Suppression of Oral Statements

In his fifth issue, appellant complains of the trial court's failure to suppress oral statements he made while he was talking to the police. Appellant does not identify specific statements he wants suppressed, but the hearing below involved incriminating statements made in the presence of Officer Branagan. Those statements-all of which were introduced through Branagan's testimony-included: appellant had a machine gun in the house; he fired the gun at two black men in his yard; and he was a drugs and firearms dealer. Appellant contends these incriminating statements should not have been admissible at trial. The United States Supreme Court has pronounced the fundamental rule governing suppression of statements by an accused:
[T]he prosecution may not use statements, whether exculpatory or inculpatory, stemming from custodial interrogation of the defendant unless it demonstrates the use of procedural safeguards effective to secure the privilege against self-incrimination. By custodial interrogation, we mean questioning initiated by law enforcement officers after a person has been taken into custody or otherwise deprived of his freedom of action in any significant way.
Miranda v. Arizona, 384 U.S. 436, 444 (1966). These protections against self-incrimination while in custody are codified in Texas as well. See Tex. Code Crim. Proc. art. 38.22 (West 2005). Appellant argues in this Court that he was in custody while he spoke to Officer Branagan outside his home. All of his appellate arguments are directed at that issue of whether or not he was, within the meaning of the law, in custody. But "interrogation" must reflect a measure of compulsion above and beyond that inherent in custody itself. The Court of Criminal Appeals has explained:
Miranda's safeguards do not exist to protect suspects from the compulsion inherent in custody alone, nor do they protect suspects from their own propensity to speak, absent some police conduct that knowingly tries to take advantage of the propensity.
Jones v. State, 795 S.W.2d 171, 176 n. 5 (Tex. Crim. App. 1990). Thus, even if we assume-without deciding-that appellant was in custody when he made the incriminating statements, they would only be suppressed if they were the product of interrogation by the police officers. Not all police questioning can be categorized as interrogation. See id. at 174. General questions and routine inquiries made when arriving at the scene of a crime are not interrogation. Id. at 174 n. 3. Likewise, volunteered statements have never been barred by Miranda. Id. at 176. Officer Branagan testified that appellant volunteered his statements when the officers, on arriving outside his home, asked appellant questions like "what's happening, what's going on, what did you see[?]" Such general questions are not formulated to elicit incriminating statements. Moreover, the context of these questions was the police responding to a weapons call made by appellant himself. He urged the dispatcher to send police to his home. He told the officers "sure" when they asked if they could search his house. We conclude appellant was not subject to an interrogation when he made the incriminating statements. The trial court did not err by refusing to suppress the statements. We overrule appellant's fifth issue.

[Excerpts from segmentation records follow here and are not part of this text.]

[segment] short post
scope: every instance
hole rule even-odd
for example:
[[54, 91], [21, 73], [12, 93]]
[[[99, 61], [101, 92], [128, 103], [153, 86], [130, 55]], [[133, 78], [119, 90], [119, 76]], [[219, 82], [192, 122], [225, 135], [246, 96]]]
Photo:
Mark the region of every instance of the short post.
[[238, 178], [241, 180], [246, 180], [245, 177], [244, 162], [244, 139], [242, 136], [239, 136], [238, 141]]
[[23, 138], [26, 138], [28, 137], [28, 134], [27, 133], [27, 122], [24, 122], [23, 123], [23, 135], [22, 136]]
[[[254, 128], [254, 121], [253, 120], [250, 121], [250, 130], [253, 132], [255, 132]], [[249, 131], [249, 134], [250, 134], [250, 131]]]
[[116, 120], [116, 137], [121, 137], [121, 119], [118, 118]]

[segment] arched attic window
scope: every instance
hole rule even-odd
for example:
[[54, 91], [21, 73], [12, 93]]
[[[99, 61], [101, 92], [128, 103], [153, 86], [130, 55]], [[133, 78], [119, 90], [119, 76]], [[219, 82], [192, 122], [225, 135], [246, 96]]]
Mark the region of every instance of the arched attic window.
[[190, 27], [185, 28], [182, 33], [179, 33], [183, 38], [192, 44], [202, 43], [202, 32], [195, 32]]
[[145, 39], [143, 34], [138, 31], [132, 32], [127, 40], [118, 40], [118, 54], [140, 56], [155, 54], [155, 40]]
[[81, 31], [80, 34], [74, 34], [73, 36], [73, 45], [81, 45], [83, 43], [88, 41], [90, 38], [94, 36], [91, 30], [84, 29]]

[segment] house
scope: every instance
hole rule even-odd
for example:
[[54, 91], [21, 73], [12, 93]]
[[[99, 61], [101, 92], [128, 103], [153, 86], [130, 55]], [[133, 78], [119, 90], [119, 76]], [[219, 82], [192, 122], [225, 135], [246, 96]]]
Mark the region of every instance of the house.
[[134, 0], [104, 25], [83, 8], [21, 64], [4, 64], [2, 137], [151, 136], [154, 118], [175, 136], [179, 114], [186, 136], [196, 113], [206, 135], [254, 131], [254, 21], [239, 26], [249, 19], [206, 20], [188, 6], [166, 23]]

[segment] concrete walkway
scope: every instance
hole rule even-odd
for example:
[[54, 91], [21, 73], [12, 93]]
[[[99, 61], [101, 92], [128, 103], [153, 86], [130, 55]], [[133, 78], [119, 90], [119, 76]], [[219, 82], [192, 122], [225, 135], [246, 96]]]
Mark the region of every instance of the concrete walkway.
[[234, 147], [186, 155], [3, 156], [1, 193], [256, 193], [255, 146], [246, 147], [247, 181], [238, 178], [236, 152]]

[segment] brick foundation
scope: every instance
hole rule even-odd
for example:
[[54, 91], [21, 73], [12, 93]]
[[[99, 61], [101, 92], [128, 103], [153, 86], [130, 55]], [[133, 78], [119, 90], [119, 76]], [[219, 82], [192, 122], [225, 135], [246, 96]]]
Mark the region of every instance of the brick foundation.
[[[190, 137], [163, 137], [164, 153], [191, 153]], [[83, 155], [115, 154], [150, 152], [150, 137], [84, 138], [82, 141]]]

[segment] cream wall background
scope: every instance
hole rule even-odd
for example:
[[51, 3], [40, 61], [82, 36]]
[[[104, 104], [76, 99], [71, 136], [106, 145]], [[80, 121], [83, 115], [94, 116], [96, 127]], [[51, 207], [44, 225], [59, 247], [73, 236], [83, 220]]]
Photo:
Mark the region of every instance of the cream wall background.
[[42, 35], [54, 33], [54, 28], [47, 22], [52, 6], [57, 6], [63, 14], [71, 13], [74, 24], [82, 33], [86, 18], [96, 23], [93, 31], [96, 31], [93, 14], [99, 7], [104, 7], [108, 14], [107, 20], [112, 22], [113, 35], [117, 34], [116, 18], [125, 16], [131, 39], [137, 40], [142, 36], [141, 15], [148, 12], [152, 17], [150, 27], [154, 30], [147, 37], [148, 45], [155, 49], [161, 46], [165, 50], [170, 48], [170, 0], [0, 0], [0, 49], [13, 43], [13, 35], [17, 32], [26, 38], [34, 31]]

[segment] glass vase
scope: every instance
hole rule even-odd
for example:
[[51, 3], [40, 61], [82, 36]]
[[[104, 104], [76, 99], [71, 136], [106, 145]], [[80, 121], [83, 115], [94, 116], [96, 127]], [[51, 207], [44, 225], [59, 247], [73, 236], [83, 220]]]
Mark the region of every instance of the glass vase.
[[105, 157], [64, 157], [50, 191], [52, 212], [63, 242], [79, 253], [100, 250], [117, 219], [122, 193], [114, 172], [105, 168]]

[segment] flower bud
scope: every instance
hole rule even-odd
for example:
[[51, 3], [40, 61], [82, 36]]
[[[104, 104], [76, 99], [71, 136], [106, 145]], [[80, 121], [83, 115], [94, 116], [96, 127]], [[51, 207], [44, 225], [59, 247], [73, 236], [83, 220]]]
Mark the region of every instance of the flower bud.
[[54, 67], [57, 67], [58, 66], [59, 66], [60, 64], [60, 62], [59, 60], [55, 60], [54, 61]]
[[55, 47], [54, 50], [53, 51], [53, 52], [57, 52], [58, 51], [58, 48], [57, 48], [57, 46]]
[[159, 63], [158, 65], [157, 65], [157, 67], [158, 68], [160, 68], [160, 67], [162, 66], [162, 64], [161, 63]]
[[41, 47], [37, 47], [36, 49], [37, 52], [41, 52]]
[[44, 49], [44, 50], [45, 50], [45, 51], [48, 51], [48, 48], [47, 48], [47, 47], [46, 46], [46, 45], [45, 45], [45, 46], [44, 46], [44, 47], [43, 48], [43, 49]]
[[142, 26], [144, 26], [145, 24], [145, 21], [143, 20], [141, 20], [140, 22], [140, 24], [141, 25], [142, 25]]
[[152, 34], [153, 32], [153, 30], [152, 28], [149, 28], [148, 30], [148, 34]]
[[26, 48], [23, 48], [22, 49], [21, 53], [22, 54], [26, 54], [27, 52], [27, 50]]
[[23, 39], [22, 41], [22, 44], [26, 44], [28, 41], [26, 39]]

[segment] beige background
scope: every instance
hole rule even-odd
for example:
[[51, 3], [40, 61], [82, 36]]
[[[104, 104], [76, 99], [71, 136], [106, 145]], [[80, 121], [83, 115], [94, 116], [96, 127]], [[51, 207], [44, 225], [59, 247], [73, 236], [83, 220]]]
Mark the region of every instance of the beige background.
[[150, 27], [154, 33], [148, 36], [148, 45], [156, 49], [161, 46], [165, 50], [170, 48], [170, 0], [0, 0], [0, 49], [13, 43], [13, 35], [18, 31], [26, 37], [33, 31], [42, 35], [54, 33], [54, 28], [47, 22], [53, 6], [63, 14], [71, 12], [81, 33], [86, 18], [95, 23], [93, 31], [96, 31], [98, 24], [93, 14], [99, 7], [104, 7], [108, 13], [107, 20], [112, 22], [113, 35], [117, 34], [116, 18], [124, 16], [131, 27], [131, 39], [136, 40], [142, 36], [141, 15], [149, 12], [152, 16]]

Supplemental Jury Instruction

During the jury's deliberation on punishment, it sent a note asking the trial court whether the appellant would serve his sentences in the two cases consecutively or concurrently. The court sent a written response stating: "Concurrently. Please continue to deliberate." In his sixth issue, appellant contends the trial court erred in overruling his objection to this supplemental instruction. Appellant asserts the instruction could be used as a basis for assessing greater punishment. He complains that the appellate history of this issue "suggests a bias that denies accused citizens equal due process of law with the State." Appellant asks us to fashion a new rule for this circumstance, but we must decline that invitation. When a defendant is found guilty of more than one offense arising out of the same criminal episode, and he is prosecuted in a single criminal action, his sentences must run concurrently, except in certain circumstances not applicable here. Tex. Penal Code Ann. § 3.03(a) (West 2011). The fact that sentences will run concurrently is a proper matter for jury consideration; this is settled law. Haliburton v. State, 578 S.W.2d 726, 729 (Tex. Crim. App. 1979). And it is likewise settled that we cannot presume the supplemental instruction harmed appellant. See id. at 728. As the Court of Criminal Appeals said, "The information could have been used to increase the punishment or, just as easily, used to reduce the number of years to avoid excessive punishment." Id. We are not free to disregard the pronouncements of the Court of Criminal Appeals. We overrule appellant's sixth issue. We have decided each of appellant's issues against him. We affirm the trial court's judgments.


Summaries of

Zimmerman v. State

Court of Appeals of Texas, Fifth District, Dallas
Aug 17, 2011
Nos. 05-09-01535-CR, 05-10-00360-CR (Tex. App. Aug. 17, 2011)
Case details for

Zimmerman v. State

Case Details

Full title:MARK DAVID ZIMMERMAN, Appellant v. THE STATE OF TEXAS, Appellee

Court:Court of Appeals of Texas, Fifth District, Dallas

Date published: Aug 17, 2011

Citations

Nos. 05-09-01535-CR, 05-10-00360-CR (Tex. App. Aug. 17, 2011)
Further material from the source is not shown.